# Where to buy Otomix shoes?



## ethos (Apr 5, 2007)

Having some troubles finding Otomix shoes (the stingrays to be precise). They seem to be out of stock everywhere I look.

Anyone know a good source for them?


----------



## BatemanLondon (Jun 14, 2011)

just out of interest what is the difference between these and other flat soled shoes ? they do look cool but do they have a functionional benefit ?


----------



## Get2ZeChoppNOOW (Mar 28, 2010)

Discount supplements have them last time i looked, not sure if they had stingrays though


----------



## mattW (Jan 12, 2009)

got one pair from discount supplements and another from the british GP expo. try leisureleefitness.com or http://www.bodybuildingkit.com/shop.php


----------



## bally (Feb 15, 2009)

ethos said:


> Having some troubles finding Otomix shoes (the stingrays to be precise). They seem to be out of stock everywhere I look.
> 
> Anyone know a good source for them?


http://www.discountsupplements.co.uk have these in stock in blue £59.99 various sizes


----------



## mattW (Jan 12, 2009)

BatemanLondon said:


> just out of interest what is the difference between these and other flat soled shoes ? they do look cool but do they have a functionional benefit ?


they have a reinforced rubber sole so they don't decompress when squatting or deadlifting heavy, also ankle high so provide some extra support there, I love mine, best training shoes i've ever had. suppose it's up to the individual if they want to fork out the cash but I personally think they are worth it.

shop around because they range in price from £50 to £100 or so, got mine on a pretty good deal so worth the money imo.


----------



## ethos (Apr 5, 2007)

bally said:


> http://www.discountsupplements.co.uk have these in stock in blue £59.99 various sizes


From what I can see they only have size 6 in the blue ones:

http://www.discount-supplements.co.uk/sports-clothing-footwear-otomix-stingray-trainers


----------



## ethos (Apr 5, 2007)

mattW said:


> got one pair from discount supplements and another from the british GP expo. try leisureleefitness.com or http://www.bodybuildingkit.com/shop.php


leisureleefitness.com have them for £99 which seems a bit steep also it doesn't actually state they have them in stock?

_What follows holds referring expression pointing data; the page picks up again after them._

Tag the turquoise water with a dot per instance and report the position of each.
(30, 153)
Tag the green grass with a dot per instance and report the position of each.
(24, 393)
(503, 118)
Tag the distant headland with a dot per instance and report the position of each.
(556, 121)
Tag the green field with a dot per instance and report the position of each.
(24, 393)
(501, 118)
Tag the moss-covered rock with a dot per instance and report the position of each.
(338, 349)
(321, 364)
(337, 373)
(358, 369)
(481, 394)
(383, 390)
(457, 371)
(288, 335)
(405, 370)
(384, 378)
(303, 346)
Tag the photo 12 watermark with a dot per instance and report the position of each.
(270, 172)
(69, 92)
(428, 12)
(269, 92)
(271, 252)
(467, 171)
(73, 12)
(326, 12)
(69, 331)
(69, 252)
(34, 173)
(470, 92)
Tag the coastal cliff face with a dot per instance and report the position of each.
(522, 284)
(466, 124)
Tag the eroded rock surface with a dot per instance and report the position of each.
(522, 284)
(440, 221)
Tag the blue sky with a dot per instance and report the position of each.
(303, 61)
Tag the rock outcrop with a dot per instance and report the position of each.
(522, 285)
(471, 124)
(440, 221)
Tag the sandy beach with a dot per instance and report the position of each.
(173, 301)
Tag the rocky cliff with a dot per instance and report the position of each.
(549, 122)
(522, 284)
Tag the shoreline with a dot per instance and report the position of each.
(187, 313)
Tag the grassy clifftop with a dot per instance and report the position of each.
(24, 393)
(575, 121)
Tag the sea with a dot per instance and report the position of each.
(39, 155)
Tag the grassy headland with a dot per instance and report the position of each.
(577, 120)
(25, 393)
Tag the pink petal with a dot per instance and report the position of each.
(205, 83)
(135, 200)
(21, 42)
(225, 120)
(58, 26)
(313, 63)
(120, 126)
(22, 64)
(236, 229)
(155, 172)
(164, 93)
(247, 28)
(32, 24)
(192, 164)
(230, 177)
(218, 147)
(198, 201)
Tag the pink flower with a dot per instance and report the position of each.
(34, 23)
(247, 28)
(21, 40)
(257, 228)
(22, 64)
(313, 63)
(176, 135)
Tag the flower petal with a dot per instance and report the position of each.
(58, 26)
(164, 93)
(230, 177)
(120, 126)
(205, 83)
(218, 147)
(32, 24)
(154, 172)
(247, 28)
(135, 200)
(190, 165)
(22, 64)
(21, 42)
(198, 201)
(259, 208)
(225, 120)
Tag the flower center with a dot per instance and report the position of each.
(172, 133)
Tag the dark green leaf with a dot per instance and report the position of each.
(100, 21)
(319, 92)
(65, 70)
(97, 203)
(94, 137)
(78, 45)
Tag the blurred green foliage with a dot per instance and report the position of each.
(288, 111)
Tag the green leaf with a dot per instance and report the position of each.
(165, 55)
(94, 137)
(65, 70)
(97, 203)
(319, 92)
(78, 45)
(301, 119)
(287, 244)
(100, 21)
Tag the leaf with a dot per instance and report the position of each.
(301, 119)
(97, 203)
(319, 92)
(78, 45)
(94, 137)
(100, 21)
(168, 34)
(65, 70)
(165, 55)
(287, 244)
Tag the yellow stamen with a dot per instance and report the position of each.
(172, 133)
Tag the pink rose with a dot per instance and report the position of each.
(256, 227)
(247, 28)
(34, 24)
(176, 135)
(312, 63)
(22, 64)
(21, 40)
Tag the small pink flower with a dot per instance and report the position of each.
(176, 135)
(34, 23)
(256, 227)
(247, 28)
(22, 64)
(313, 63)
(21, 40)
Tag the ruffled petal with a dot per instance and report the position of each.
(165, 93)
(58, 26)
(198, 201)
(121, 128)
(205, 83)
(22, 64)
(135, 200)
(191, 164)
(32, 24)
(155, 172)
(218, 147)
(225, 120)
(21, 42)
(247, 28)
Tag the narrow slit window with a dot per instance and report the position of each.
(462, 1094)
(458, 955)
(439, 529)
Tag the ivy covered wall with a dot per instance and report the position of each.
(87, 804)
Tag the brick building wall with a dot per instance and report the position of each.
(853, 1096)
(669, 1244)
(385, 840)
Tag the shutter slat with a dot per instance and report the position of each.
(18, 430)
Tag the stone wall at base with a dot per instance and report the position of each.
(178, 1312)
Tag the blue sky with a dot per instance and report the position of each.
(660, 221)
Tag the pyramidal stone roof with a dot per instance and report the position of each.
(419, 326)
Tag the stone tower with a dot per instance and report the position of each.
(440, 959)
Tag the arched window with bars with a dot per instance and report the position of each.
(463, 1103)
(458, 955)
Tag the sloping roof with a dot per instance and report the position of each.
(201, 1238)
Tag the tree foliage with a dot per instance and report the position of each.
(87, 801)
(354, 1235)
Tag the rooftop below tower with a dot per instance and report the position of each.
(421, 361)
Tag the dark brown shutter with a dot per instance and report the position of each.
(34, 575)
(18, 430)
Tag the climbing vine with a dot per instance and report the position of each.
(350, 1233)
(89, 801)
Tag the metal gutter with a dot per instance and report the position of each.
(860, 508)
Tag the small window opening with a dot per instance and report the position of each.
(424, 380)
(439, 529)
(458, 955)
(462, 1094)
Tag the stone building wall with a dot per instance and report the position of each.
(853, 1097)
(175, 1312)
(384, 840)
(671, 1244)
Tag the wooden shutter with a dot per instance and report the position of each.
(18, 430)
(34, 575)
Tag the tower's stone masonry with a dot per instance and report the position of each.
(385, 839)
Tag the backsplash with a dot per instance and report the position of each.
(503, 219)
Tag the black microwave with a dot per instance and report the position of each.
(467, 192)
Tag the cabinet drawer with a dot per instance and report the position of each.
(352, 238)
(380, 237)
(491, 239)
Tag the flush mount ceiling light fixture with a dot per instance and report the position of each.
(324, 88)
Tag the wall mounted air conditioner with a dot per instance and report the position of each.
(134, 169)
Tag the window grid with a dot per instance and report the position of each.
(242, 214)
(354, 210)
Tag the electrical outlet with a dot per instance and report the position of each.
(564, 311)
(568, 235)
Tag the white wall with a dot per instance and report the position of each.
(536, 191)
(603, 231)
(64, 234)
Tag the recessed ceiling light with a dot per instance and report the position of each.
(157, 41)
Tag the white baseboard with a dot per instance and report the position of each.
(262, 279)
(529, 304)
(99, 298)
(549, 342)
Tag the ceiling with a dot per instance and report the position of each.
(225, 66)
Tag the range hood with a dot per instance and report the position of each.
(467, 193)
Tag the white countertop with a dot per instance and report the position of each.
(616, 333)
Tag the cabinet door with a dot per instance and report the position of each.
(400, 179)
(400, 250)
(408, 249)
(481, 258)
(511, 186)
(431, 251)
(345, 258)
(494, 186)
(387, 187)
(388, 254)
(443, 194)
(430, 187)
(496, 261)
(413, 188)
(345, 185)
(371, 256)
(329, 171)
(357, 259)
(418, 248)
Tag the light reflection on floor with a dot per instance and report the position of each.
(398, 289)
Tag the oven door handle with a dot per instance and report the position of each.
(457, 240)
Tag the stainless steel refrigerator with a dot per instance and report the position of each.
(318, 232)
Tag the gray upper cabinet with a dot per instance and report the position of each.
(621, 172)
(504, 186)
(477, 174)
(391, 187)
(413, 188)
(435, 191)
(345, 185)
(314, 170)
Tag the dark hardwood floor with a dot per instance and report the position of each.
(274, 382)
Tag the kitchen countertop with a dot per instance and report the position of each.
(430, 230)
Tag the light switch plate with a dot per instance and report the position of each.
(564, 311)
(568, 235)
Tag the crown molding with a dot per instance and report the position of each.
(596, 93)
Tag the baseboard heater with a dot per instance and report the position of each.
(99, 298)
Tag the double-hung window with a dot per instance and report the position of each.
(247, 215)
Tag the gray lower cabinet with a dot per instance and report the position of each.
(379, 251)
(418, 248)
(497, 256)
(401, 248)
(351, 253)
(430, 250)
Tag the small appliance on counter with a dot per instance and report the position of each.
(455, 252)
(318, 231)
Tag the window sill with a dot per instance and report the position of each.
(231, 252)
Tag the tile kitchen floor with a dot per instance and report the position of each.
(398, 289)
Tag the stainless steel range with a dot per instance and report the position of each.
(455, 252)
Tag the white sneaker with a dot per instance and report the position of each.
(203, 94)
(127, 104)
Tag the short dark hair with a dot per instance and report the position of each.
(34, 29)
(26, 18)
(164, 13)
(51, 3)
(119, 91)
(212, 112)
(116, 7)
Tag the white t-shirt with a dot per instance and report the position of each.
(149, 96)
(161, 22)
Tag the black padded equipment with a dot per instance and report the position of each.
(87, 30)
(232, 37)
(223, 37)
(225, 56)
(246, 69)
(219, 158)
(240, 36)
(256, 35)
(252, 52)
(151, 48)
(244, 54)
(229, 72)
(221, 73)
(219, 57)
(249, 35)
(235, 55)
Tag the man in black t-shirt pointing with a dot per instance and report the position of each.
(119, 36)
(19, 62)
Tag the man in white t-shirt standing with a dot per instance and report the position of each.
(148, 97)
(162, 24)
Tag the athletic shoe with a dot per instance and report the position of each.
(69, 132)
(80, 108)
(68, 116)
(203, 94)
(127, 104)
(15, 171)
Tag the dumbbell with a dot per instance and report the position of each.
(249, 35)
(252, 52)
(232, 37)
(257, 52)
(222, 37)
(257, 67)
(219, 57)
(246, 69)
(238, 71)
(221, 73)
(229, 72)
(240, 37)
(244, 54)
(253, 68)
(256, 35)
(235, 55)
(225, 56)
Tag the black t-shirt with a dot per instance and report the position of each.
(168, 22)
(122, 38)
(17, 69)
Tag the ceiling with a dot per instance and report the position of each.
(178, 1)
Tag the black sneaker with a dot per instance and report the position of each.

bodybuildingkit are looking good.

Thanks


----------



## ethos (Apr 5, 2007)

That time again.

Anyone know where I can get some Black Stingrays (size 10) in the UK? Seems even harder than a couple of years ago....

Mine haven't lasted that great, but finding it hard to find other shoes I like.


----------



## Robbie (Dec 31, 2007)

ebay had some last time I looked.


----------



## Robbie (Dec 31, 2007)

http://www.bodybuildingkit.com/epages/BT4012.sf/en_GB/?ObjectPath=/Shops/BT4012/Products/OTOM3300/SubProducts/OTOM3300-0001


----------



## hometrainer (Apr 9, 2003)

I got mine from body beauitfull gym did have to setlle for the cammo ones as they don't make the blue or red ones any more so the guy told me and i did have to wait a month or so for them .muscle and fitness had them in stock but they were around £120 quid a pair


----------



## Rob68 (Sep 16, 2008)

http://www.leisureleefitness.com/www.leisureleefitness.coms/info.php?p=12 @ethos


----------



## ethos (Apr 5, 2007)

Sweet, thanks- ordering up now.

Getting them from here: http://www.bodybuildingkit.com/epages/BT4012.sf/en_GB/?ObjectPath=/Shops/BT4012/Categories/%22Otomix%20Boots%22


----------